Uni Wien Frauen schneiden gut ab beim Medizin-Test

Frauenanteil Die umstrittene Auswertung des Aufnahmetests zeigt Wirkung: Mehr Frauen als Männer wurden zugelassen. Foto: Benjamin Thorn / pixelio.de ➧

Die genderspezifische Auswertung ist umstritten. In diesem Jahr zeigt sie ihre Wirkung: Die Medizin-Studienplätze der Uni Wien werden zu 56 Prozent an Frauen vergeben.

Beim Eignungstest für das Medizinstudium in Wien präsentierten sich die Damen in diesem Jahr überaus dominant.

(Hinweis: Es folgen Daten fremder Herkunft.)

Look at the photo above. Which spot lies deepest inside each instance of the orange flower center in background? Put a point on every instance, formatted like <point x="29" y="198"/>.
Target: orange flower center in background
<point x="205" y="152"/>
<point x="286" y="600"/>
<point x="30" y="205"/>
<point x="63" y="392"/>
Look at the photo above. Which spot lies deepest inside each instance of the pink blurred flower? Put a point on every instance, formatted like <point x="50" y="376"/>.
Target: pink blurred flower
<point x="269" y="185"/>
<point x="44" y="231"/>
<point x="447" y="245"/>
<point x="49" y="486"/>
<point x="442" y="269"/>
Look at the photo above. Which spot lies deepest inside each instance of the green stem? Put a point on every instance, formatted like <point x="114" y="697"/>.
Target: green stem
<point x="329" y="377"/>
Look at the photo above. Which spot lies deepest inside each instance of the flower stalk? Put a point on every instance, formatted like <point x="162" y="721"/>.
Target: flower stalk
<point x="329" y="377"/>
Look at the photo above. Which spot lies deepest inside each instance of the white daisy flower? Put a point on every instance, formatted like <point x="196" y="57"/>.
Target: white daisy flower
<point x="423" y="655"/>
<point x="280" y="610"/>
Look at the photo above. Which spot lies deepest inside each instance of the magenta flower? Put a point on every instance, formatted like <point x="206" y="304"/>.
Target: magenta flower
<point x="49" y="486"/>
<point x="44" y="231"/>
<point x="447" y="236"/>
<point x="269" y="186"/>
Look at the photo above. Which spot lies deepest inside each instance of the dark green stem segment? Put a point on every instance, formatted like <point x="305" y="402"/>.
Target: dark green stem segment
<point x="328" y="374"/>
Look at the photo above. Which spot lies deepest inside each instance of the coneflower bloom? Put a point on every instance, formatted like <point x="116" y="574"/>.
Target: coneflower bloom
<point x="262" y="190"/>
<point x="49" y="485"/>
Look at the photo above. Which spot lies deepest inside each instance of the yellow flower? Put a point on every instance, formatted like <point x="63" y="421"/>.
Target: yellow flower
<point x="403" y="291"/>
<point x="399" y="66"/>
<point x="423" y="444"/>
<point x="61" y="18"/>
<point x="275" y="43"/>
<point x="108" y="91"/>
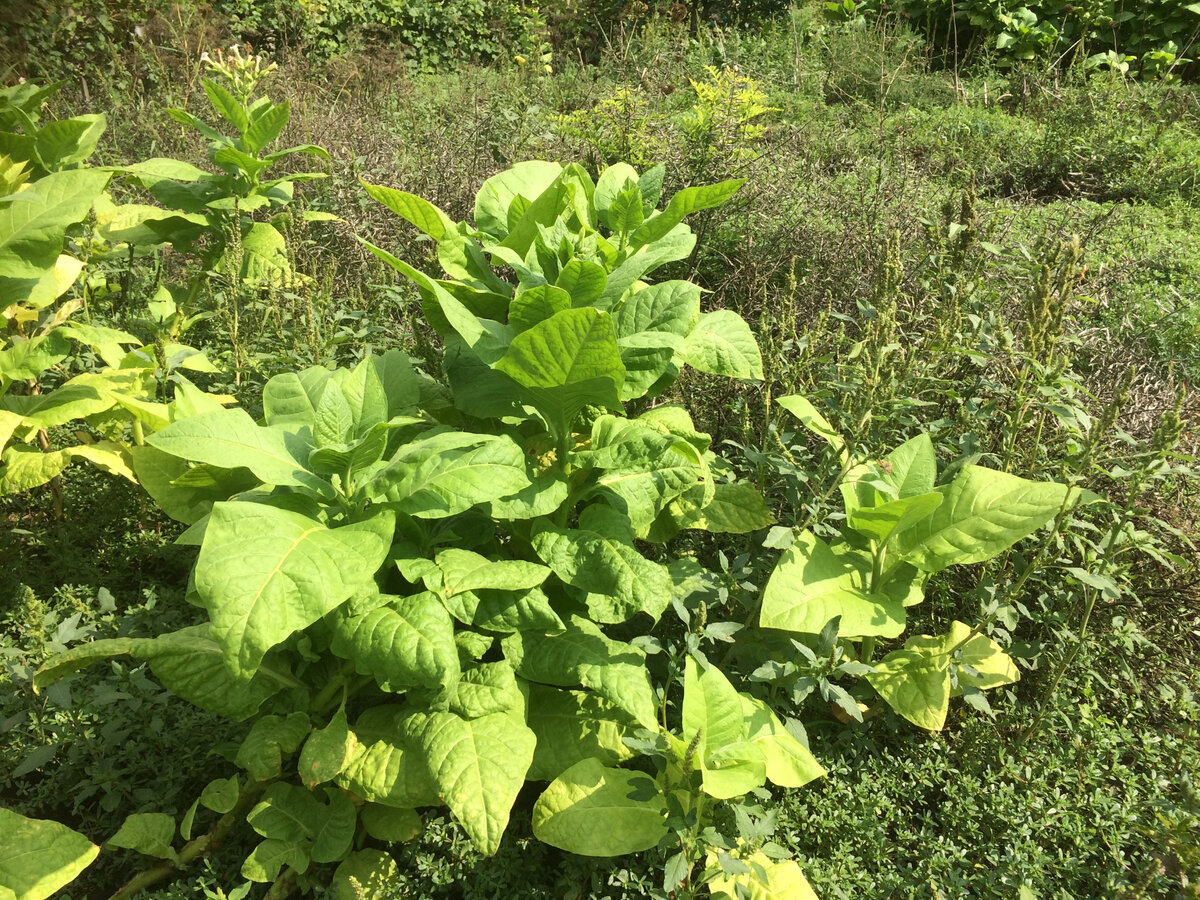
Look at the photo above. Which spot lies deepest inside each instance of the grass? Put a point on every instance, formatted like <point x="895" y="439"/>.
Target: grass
<point x="865" y="141"/>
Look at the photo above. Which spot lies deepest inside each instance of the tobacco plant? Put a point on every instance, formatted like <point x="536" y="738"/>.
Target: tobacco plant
<point x="901" y="527"/>
<point x="45" y="196"/>
<point x="411" y="587"/>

Erstmals wurden nämlich mehr Frauen als Männer zugelassen. Von den begehrten 740 Studienplätzen gehen 56 Prozent an Bewerberinnen. Der Frauenanteil bei der Platzvergabe ist damit in etwa gleich so hoch wie jene beim Test. Das ist eine Premiere. Eingeführt wurde der Test vor sechs Jahren. Bisher fanden sich jedes Mal mehr Frauen als Männer ein. Letztere hatten aber bei den Zulassungszahlen immer die Nase vorn.

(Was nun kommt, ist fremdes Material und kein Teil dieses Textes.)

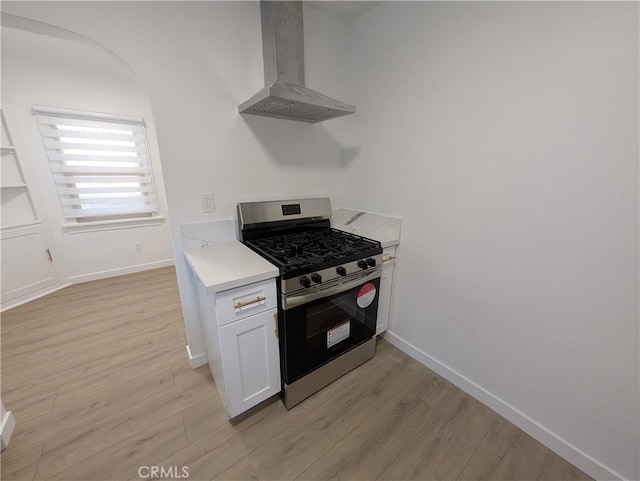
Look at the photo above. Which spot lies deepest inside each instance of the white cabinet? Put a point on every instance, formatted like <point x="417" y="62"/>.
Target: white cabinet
<point x="241" y="334"/>
<point x="386" y="283"/>
<point x="27" y="264"/>
<point x="250" y="356"/>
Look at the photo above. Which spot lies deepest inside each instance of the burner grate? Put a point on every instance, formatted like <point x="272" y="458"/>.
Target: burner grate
<point x="312" y="248"/>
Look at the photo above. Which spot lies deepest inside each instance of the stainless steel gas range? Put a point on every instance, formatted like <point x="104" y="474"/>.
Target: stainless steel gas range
<point x="329" y="283"/>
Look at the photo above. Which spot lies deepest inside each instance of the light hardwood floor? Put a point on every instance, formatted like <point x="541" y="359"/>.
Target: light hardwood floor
<point x="97" y="377"/>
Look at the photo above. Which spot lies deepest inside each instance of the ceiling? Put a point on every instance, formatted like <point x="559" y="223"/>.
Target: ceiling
<point x="344" y="10"/>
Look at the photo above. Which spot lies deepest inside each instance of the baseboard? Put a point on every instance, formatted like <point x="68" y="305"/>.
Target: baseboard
<point x="32" y="297"/>
<point x="554" y="442"/>
<point x="7" y="425"/>
<point x="196" y="361"/>
<point x="94" y="276"/>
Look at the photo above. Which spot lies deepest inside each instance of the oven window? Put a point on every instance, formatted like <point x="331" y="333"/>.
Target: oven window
<point x="322" y="330"/>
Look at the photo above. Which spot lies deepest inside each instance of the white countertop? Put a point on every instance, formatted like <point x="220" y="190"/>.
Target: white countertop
<point x="383" y="228"/>
<point x="223" y="265"/>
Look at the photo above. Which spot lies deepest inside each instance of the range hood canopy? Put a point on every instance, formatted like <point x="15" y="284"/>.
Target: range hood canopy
<point x="285" y="95"/>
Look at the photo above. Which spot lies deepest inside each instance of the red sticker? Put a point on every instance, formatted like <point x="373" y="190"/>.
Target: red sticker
<point x="366" y="295"/>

Diesjähriges Ergebnis in neuer Auswertung begründet

Das diesjährige Ergebnis wird aber nicht den Leistungen der Prüfungsteilnehmerinnen, sondern der neuen, genderspezifischen Auswertung zugeschrieben, welche die Uni Wien als einzige Medizin-Universität in Österreich durchführte. Dabei wird nach Männern und Frauen ein Mittelwert errechnet, die Ergebnisse werden entsprechend angepasst. Die Frauen haben davon profitiert.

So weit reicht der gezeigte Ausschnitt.